The insurgency’s plan, meanwhile, was to cut the highway at Panjwaii-Zhari and launch assaults to take Kandahar. Commanding the isaf’s Canadian-led Operation Medusa, Lavoie achieved early success, killing hundreds of Taliban fighters in ferocious engagements, and rooting them out of Panjwaii and Zhari. To help secure the district once and for all, Lavoie built a wide road into the heart of Panjwaii. The “Route Summit” connected Highway 1 to the Arghandab River, and significantly cut the response time for military operations while linking Panjwaii’s farm economy to Kandahar.
In general, the isaf uses an “ink spot” strategy to gain control of Highway 1. Scattered urban centres, or Afghan Development Zones (adz), are taken in combat and provided with security and development assistance that, in theory, will spread outward until the adzs link up, protecting Highway 1. Lavoie says securing the highway first could be successful, but he points out that the Soviets’ mistake was to restrict their operations to the highway at the expense of surrounding districts.
The operations led by Lavoie and his successor made the Qalat-Kandahar-Panjwaii stretch of highway safer, but the Panjwaii area itself has started to regain its reputation for viciousness. Before fleeing last fall, many of the Taliban buried their weapons and returned as farmers to booby-trap the highway and carry out ambushes and suicide bombings. Thus, last December’s Baaz Tsuka (a.k.a. Operation Falcon’s Summit), in which the Canadians pushed the Taliban out for a second time, became necessary.

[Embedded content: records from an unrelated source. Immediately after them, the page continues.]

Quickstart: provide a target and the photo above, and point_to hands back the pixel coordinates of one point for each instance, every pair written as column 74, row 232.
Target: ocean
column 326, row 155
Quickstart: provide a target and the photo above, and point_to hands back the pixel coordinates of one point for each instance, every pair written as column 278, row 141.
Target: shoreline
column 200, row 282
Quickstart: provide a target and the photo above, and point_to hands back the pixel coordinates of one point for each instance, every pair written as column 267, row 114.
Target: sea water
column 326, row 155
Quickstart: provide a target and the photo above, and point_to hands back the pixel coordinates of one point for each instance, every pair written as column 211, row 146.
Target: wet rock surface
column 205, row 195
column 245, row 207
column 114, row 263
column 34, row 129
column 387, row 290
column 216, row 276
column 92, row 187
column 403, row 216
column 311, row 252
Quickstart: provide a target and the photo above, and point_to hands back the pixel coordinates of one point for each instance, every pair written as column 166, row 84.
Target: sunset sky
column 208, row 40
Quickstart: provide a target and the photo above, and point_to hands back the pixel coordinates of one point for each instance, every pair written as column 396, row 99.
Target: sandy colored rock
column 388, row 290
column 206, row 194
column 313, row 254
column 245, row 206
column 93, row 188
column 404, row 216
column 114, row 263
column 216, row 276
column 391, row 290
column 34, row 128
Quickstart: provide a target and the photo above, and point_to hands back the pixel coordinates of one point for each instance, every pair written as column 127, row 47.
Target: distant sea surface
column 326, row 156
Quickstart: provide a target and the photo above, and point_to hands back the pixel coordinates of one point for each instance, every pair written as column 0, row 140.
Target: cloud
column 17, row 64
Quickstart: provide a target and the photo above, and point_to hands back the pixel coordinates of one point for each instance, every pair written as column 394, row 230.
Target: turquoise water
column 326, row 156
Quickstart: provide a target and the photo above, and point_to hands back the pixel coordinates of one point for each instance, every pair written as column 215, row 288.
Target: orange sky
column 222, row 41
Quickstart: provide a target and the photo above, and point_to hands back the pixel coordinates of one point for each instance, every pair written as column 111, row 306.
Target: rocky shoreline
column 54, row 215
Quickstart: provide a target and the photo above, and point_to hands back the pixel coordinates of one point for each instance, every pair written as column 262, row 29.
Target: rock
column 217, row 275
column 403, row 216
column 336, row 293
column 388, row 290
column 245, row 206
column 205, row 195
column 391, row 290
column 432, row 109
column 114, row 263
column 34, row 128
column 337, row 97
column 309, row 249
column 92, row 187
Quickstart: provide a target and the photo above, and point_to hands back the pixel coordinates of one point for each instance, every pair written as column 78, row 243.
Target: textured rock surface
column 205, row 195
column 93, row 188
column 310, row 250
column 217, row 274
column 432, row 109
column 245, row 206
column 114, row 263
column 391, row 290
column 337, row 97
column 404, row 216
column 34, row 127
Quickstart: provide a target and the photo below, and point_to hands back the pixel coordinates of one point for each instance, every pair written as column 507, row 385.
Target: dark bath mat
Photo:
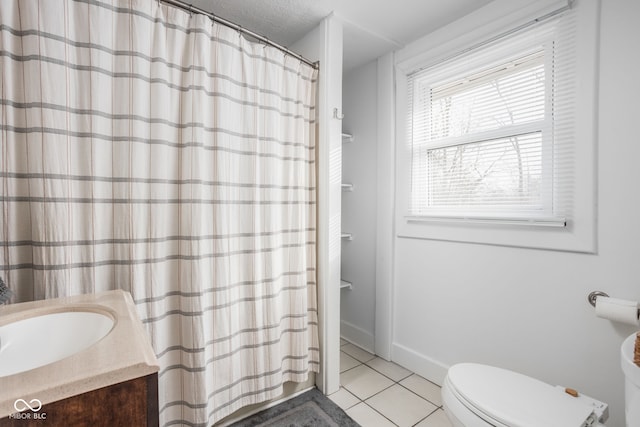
column 310, row 409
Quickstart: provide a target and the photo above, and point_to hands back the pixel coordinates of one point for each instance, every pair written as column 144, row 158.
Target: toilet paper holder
column 594, row 295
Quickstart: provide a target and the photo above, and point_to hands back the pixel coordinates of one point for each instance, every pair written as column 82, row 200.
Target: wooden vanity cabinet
column 132, row 403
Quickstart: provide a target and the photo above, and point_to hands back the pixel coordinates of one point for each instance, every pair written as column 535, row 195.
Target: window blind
column 491, row 131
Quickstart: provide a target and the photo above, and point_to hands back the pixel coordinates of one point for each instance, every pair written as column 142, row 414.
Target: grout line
column 383, row 415
column 423, row 398
column 386, row 388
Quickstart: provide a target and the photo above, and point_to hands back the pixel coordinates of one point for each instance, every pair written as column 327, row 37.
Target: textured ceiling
column 371, row 27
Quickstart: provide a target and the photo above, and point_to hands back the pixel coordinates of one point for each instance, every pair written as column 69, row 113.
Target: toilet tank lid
column 514, row 399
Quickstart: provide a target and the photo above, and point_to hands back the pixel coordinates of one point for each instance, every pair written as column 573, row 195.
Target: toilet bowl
column 475, row 395
column 631, row 382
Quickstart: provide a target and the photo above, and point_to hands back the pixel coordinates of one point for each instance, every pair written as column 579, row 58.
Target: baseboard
column 357, row 336
column 422, row 365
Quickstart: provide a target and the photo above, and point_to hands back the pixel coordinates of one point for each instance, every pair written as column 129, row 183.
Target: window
column 496, row 129
column 491, row 130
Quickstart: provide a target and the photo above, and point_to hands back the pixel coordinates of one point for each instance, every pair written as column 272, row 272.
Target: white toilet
column 477, row 395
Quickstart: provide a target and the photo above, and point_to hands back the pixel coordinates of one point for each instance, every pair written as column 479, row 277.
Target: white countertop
column 123, row 354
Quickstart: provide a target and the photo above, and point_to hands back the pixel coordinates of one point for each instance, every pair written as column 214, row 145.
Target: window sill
column 481, row 220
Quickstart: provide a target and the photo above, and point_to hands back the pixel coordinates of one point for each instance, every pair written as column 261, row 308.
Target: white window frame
column 580, row 233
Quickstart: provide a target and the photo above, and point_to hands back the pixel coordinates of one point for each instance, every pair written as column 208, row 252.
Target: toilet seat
column 505, row 398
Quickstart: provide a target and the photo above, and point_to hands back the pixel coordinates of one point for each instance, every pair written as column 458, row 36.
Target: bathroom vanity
column 89, row 371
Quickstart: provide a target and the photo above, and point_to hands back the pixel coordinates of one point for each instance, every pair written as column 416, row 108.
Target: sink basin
column 37, row 341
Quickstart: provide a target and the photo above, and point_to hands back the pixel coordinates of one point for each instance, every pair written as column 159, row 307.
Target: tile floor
column 377, row 393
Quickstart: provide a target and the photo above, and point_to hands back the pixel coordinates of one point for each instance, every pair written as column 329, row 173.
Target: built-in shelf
column 345, row 285
column 347, row 137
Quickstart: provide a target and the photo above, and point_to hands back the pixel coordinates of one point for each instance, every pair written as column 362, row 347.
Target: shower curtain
column 149, row 149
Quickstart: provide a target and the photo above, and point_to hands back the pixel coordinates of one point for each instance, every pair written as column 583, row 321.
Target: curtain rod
column 191, row 9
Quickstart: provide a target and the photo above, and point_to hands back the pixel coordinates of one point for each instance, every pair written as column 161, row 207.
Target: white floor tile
column 401, row 406
column 347, row 362
column 437, row 419
column 367, row 417
column 389, row 369
column 364, row 382
column 357, row 353
column 423, row 388
column 344, row 399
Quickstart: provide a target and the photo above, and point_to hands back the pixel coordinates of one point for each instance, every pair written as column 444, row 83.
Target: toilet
column 476, row 395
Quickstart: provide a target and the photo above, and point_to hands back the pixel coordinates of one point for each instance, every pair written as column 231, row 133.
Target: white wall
column 526, row 309
column 324, row 44
column 357, row 307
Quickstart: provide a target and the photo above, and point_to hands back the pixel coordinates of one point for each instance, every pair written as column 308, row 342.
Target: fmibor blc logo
column 34, row 405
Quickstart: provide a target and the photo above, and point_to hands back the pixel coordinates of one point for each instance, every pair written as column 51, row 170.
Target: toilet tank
column 631, row 382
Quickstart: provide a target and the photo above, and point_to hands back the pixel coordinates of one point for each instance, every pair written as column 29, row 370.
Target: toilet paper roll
column 618, row 310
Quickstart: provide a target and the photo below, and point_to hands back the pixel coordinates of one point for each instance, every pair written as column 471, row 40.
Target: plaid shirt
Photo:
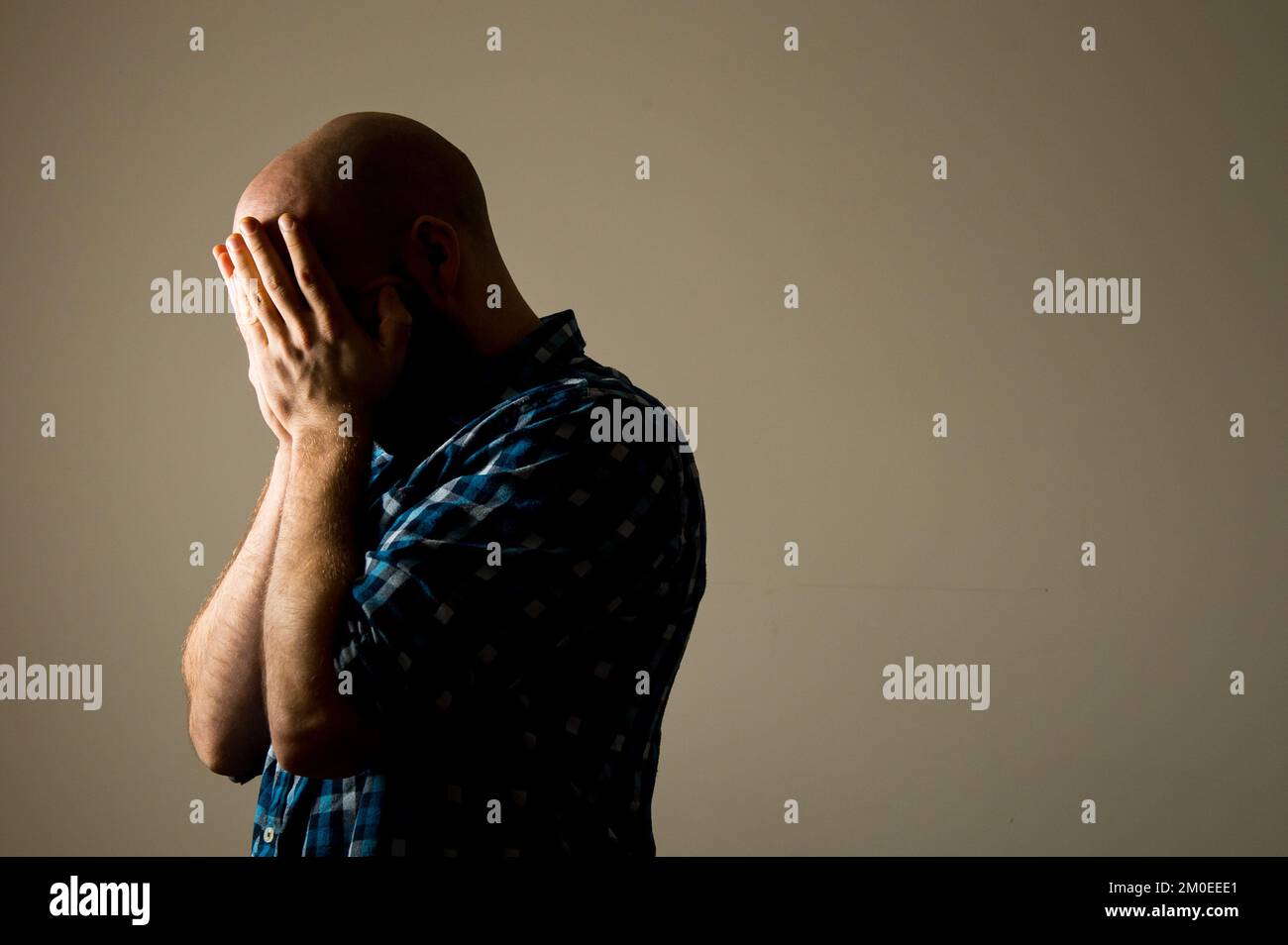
column 527, row 597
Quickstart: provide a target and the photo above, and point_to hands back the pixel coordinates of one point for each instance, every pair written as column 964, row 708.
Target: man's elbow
column 222, row 756
column 321, row 748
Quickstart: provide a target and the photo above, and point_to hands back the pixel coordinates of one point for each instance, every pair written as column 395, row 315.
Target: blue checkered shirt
column 528, row 592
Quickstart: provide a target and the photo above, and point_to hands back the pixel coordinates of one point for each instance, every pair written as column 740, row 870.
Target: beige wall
column 915, row 296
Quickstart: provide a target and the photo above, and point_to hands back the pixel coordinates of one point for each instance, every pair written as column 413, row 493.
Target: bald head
column 413, row 217
column 400, row 171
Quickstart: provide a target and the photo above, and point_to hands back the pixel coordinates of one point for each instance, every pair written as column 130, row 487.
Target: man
column 456, row 617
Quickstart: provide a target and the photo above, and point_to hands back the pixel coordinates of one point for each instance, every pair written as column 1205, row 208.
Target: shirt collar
column 540, row 353
column 553, row 344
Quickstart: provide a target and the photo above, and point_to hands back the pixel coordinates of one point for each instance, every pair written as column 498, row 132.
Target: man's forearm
column 223, row 665
column 314, row 729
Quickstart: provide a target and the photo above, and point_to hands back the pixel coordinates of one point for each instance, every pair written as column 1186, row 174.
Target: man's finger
column 254, row 293
column 277, row 280
column 313, row 278
column 235, row 295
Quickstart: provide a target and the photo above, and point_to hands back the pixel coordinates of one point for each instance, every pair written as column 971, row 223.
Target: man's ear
column 432, row 254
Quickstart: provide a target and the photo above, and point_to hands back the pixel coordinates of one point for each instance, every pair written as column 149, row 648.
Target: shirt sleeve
column 539, row 535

Though Canada had the firepower to defeat the Taliban, it didn’t have the troop numbers to hem them in and prevent them from escaping. Over desert and mountain routes — and with astonishing speed — many moved far to the west to support a mushrooming insurgency in Farah province. Lavoie admits that Taliban fighters probably stow their weapons and resume their normal identities as farmers who fill the backs of pickup trucks on Highway 1, and Leslie says the Taliban most likely use the road to traffic opium, using the false bottoms of their trucks.
Early in the new year, Highway 1 was under renewed Taliban attacks in the west, all the way up to Herat. The stretches near Herat and Kabul (outside the Canadian and British zones) remain the most dangerous: in July, it was on the route through Ghazi, south of Kabul, that the Taliban kidnapped a busload of Korean missionaries. In these areas, crime and corruption are rampant, and Afghan auxiliary police are known to use checkpoints to extort money and/or goods.
By late summer, gains made in Panjwaii had been all but lost. The Canadians had moved west and south, only to see the Afghan police outposts they had left behind overrun by Taliban fighters. This September, Canada launched operations Strong Lion and Keeping Goodwill in a bid to get Panjwaii back.